Thidiazuron terutama digunakan untuk mendorong pembelahan sel tanaman dan menunda penuaan daun. Penerapannya pada penurunan daun sebelum panen pada bibit memerlukan penyesuaian berdasarkan tanaman tertentu.
Tanaman yang Berlaku: Thidiazuron cocok untuk berbagai tanaman termasuk kapas, anggur, jeruk, dan tomat. Dalam budidaya kapas, hal ini mendorong pemisahan tangkai daun dari batang secara alami, mempercepat rontoknya daun, dan meningkatkan efisiensi pemanenan secara mekanis.
Metode Aplikasi Thidiazuron:
Kapas: Kandungan etilen meningkat secara signifikan 4-12 jam setelah penyemprotan, daun berangsur-angsur menjadi merah dan rontok, dan efeknya bertahan selama sekitar 10 hari, meningkatkan proporsi kapas sebelum dibekukan sekitar 15%-20%.

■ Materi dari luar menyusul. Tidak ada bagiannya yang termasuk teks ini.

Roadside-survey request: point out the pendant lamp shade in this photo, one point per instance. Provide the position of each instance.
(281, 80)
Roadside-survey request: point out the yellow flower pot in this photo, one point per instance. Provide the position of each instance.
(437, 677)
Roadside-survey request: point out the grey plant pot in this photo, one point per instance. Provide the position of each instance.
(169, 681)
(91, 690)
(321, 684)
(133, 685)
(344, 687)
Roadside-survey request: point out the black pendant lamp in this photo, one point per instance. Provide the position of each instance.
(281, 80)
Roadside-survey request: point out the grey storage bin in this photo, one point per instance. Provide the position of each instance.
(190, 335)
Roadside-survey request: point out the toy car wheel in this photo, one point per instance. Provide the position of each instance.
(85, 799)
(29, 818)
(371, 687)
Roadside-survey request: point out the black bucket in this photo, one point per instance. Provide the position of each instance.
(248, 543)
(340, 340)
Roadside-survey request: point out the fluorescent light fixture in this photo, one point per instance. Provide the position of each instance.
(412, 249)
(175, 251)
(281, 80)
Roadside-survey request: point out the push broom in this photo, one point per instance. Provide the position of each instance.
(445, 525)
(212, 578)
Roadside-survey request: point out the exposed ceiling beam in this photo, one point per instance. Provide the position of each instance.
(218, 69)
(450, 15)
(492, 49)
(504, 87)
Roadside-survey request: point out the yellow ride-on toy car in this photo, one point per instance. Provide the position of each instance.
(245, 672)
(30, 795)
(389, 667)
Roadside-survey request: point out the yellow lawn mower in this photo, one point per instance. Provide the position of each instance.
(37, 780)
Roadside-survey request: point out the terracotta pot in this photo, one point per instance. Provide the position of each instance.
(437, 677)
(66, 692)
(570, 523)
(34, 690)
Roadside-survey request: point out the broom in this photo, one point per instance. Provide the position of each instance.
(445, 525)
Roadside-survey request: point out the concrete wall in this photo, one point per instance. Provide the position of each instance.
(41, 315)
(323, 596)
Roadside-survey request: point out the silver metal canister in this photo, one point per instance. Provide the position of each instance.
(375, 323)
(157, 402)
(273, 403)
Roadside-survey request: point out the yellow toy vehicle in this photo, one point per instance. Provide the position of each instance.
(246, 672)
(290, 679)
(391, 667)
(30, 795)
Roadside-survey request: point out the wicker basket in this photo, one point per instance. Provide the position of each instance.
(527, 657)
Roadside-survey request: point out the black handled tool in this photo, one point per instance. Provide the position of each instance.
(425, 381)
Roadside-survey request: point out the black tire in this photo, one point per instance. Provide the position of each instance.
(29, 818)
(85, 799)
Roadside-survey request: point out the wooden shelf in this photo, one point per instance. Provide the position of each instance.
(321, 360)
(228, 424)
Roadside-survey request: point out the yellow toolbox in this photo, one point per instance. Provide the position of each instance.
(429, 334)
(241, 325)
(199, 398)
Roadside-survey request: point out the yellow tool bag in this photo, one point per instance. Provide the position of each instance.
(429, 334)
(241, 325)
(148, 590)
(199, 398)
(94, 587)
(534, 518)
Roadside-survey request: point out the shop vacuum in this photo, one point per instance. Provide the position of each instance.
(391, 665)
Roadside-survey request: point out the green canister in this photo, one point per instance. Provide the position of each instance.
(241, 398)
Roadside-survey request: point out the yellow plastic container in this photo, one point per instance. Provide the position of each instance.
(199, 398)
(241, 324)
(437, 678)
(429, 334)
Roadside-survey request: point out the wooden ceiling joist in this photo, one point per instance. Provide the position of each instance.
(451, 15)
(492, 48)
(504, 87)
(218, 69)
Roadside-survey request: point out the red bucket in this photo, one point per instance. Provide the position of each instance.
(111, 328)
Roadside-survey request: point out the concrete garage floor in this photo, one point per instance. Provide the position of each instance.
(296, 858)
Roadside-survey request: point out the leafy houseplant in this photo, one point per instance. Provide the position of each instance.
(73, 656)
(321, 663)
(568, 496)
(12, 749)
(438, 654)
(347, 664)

Anggur: Gunakan setelah buah jatuh secara fisiologis untuk mencegah buah jatuh dan meningkatkan pembesaran buah.
Pohon Apel/Pohon Persik: Aplikasikan pada tahap pembungaan tengah atau mekar penuh untuk meningkatkan pembentukan buah dan mempercepat pematangan buah.
Tindakan pencegahan: Patuhi dengan ketat konsentrasi yang disarankan (biasanya 2-4 ppm) untuk menghindari fitotoksisitas yang disebabkan oleh konsentrasi tinggi. Dianjurkan untuk digunakan bersama dengan bahan pembantu untuk meningkatkan daya rekat dan penyebaran.